公開: 2026-05-19 · 著者: Sasaki Ryuji

解約率の現実を知ることが、リテンション設計の出発点になる

個人SaaSの解約率は何%が現実か

結論を先に書きます。個人開発SaaSの月次解約率の改善は「業界平均との比較」「LTV/NPS/DAU/MAUの数値化」「解約防止メールシーケンス」の3点を整えるところから始まります。私のGramShift Desktop で1年運用して見えてきた数字は、業界基準と照らしてもほぼ標準的でした。本記事では実数値・業界統計・運用ノウハウを開発者本人の視点から正直に共有します。
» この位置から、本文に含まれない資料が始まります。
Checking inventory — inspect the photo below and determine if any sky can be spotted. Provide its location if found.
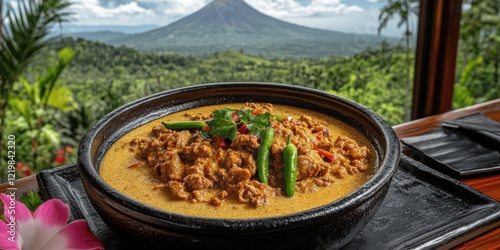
[4,0,403,37]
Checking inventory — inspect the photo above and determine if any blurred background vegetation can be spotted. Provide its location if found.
[0,0,500,182]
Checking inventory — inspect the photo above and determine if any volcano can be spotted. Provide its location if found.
[115,0,394,57]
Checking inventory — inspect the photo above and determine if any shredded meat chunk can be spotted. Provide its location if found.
[129,103,370,207]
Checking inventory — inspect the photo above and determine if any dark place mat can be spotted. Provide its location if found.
[401,114,500,177]
[37,155,500,249]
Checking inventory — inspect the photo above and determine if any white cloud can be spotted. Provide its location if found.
[163,0,209,16]
[246,0,363,18]
[71,0,154,24]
あなたが個人開発SaaSを運用していて、解約率の業界平均が見えずに「これは多いのか少ないのか」と悩んでいるなら、この記事は参考になるかもしれません。私のGramShift Desktop は1年運用で月次解約率の実数値が見えてきました。同時に、解約理由の傾向、改善施策の効果も具体的に集計しています。同じスケールの個人開発者の参考になればと思います。

月次解約率の実数 — 約 4-6%

GramShift の月次解約率 (前月有料契約者のうち、当月解約した割合) は、運用1年で平均 4-6% で推移しています。30人有料契約者がいたら、月 1-2人が解約する計算です。SaaS業界の平均が 3-8% と言われている中で、ほぼ標準的な水準です。

初月解約 (契約から1ヶ月以内の解約) は約 8-10%、2ヶ月以上経過したユーザーの月次解約率は約 2-3%、6ヶ月以上経過したユーザーは約 1% です。「最初の壁さえ越えれば、長く使ってくれる」というSaaS共通のパターンが、個人開発SaaSでも観察できます。

業界平均との比較で見る私の解約率の位置

個人SaaSの数字を「これは多いのか少ないのか」と判断するには、業界統計との比較が欠かせません。複数の権威ソースを並べて、私の数字がどの位置にあるかを正直に確認してみます。

ProfitWell の SaaS Churn Benchmark (profitwell.com) によると、B2B SaaS の月次顧客解約率の中央値は約 5-7%、健全な範囲とされるのは 3-5% です。私の 4-6% はこのレンジの上端寄りに位置していて、「健全範囲ぎりぎり、改善余地あり」というポジションになります。

Baremetrics SaaS Churn Rate Benchmarks 2024 (baremetrics.com) のデータでは、B2C SaaS の月次解約率の中央値はさらに高く 8-12%。これは個人ユーザー向けの方が、価格感度が高くライフスタイル変化の影響を受けやすいことを反映しています。GramShift は B2B 寄り (個人事業主・小規模事業者向け) のため、B2B 基準で比較するのが妥当です。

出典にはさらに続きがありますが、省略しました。